By 2011, the number of patents filed by the BRICK nations had increased six-fold from 106,724 in 1992 to 663,451, taking the ratio down to 1.2 G7 patents for every one patent filed in BRICK nations.

The figures used represent patents filed by all parties, both domestic and foreign, in their respective countries.

China and South Korea were shown to be filing the majority of these patents in recent years, between them accounting for 84 percent of all filings by BRICK countries in 2010.

The data also showed local trends in patent filing behaviour. Brazil was shown to be investing in the life sciences and transport, with India leading the way in pharmaceuticals and organic fine chemistry.

Russia, as well as filing patents related to food chemistry and medical technology, was shown to be investing heavily in nucleonics and explosives.
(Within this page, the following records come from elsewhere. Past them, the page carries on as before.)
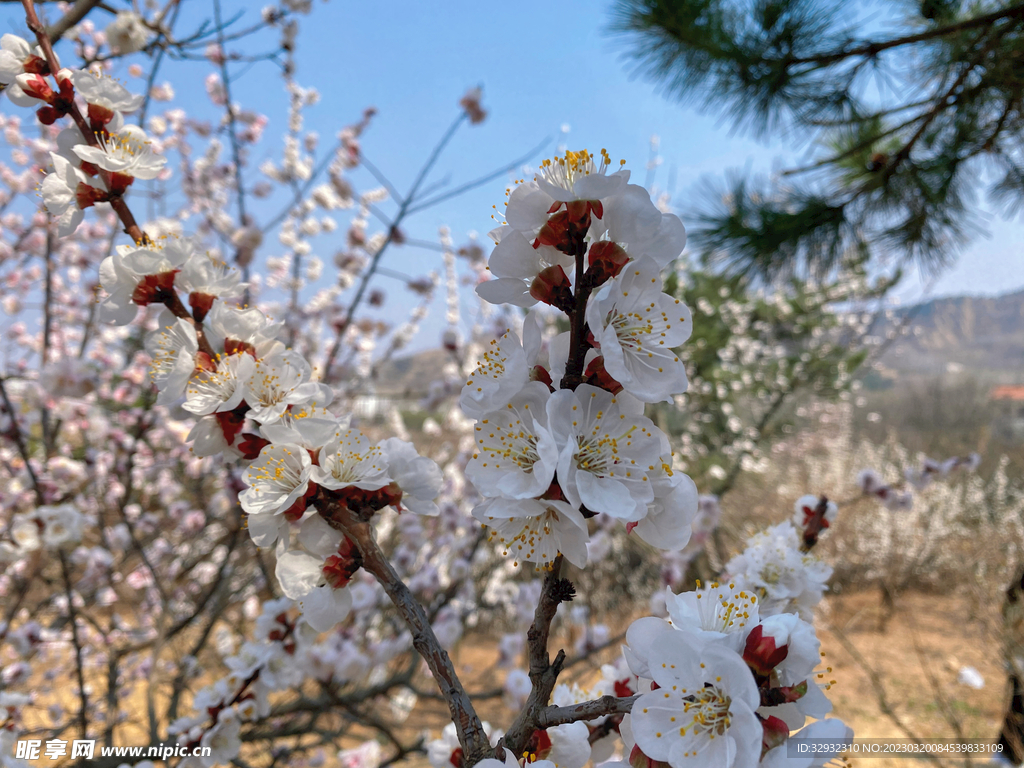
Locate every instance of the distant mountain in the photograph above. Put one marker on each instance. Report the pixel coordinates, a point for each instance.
(983, 336)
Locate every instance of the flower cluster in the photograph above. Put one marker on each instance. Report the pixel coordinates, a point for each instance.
(871, 483)
(560, 442)
(729, 677)
(254, 398)
(560, 451)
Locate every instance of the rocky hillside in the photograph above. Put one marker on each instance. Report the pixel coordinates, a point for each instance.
(979, 335)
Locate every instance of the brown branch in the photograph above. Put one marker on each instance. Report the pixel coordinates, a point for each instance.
(75, 14)
(543, 672)
(132, 229)
(467, 722)
(19, 442)
(552, 716)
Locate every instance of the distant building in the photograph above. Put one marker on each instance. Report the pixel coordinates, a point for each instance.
(1009, 402)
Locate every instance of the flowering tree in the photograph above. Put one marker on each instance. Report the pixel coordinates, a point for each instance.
(369, 558)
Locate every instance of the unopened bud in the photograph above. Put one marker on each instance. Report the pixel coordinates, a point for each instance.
(552, 287)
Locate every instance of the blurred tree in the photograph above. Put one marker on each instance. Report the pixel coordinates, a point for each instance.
(898, 157)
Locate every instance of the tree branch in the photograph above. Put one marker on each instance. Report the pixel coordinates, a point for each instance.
(467, 722)
(552, 716)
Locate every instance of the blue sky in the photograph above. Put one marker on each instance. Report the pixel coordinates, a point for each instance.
(543, 66)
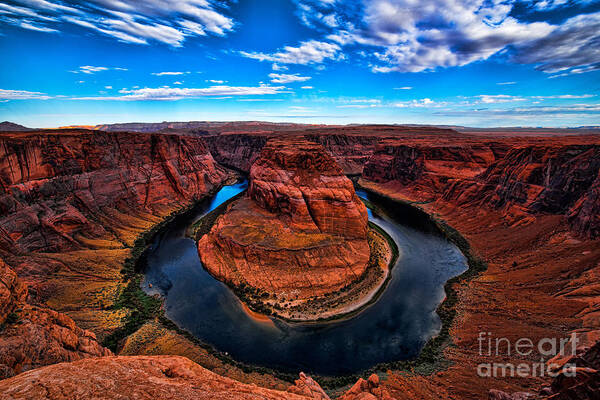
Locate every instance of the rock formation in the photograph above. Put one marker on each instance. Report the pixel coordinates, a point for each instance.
(521, 180)
(301, 230)
(71, 204)
(31, 336)
(54, 188)
(161, 377)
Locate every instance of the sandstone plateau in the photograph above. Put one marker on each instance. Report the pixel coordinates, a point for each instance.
(72, 203)
(300, 232)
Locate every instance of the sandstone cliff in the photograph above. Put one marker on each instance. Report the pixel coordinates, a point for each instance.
(524, 179)
(71, 204)
(140, 377)
(31, 336)
(301, 230)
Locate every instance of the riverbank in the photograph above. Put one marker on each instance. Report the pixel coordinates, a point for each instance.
(155, 344)
(347, 301)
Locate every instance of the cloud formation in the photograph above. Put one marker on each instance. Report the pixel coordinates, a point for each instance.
(309, 52)
(22, 95)
(130, 21)
(415, 36)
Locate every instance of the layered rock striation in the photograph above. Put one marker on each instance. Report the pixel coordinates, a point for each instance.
(521, 179)
(72, 202)
(300, 232)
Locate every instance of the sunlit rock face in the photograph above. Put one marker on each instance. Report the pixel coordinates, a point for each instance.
(299, 232)
(299, 181)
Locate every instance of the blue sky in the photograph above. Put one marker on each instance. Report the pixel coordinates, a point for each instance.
(473, 63)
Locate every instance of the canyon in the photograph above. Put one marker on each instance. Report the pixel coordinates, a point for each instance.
(73, 203)
(297, 237)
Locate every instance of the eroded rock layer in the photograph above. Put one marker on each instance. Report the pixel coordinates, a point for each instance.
(522, 180)
(72, 203)
(300, 231)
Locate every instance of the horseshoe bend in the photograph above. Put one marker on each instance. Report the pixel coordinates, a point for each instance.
(89, 216)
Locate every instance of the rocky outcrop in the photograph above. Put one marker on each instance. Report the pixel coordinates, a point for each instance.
(71, 204)
(300, 232)
(306, 386)
(158, 377)
(31, 337)
(7, 126)
(238, 151)
(299, 181)
(54, 188)
(351, 152)
(369, 389)
(39, 337)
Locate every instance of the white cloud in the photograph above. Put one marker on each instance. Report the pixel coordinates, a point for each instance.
(288, 78)
(417, 103)
(22, 95)
(38, 28)
(168, 93)
(309, 52)
(90, 69)
(499, 98)
(277, 67)
(565, 96)
(572, 48)
(414, 36)
(22, 11)
(132, 21)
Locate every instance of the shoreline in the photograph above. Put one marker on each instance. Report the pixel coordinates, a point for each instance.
(430, 359)
(261, 309)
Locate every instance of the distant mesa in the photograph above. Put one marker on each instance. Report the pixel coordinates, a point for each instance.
(298, 234)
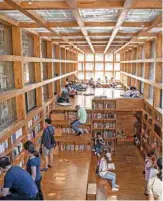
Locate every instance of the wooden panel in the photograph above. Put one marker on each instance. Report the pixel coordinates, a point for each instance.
(125, 122)
(129, 104)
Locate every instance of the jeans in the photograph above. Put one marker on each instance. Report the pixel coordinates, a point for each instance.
(110, 176)
(38, 184)
(75, 126)
(98, 148)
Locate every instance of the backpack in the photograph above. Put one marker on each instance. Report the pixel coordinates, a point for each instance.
(50, 143)
(98, 168)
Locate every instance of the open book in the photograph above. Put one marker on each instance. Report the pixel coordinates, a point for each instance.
(111, 166)
(64, 104)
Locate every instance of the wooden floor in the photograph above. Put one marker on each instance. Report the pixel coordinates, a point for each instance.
(68, 178)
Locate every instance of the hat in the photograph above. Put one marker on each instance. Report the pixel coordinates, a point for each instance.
(108, 156)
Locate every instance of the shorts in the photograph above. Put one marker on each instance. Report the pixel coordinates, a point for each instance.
(47, 152)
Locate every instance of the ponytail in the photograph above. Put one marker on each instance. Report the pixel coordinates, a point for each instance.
(36, 153)
(159, 164)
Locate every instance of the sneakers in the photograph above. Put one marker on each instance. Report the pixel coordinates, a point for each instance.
(117, 186)
(44, 169)
(115, 189)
Avi Freeman, partner at Beck Greener in London, said that the change in Chinese patent law in 2009, which applied a standard of absolute novelty, has made China a more desirable destination for filing patents, and could have been a factor in the dramatic increase of patents filed in the country.

He cited the close relationship between the European and Chinese patent offices as a probable factor for the increase in the number of academic reports published.

Trevor Cook, partner at Bird & Bird in London, said that the figures in the report could paint a misleading picture of the countries’ economic status, as they do not compare the number of international patents filed.

“The figures give a completely misleading impression of the international significance of that technology,” he said.

Do the figures suggest that China is on the way to achieving its goal of becoming a knowledge-based economy by 2020?

“I think that you would require much more granularity in the figures to draw any conclusion as to the nature and importance of the knowledge-based economy to these various countries,” he said.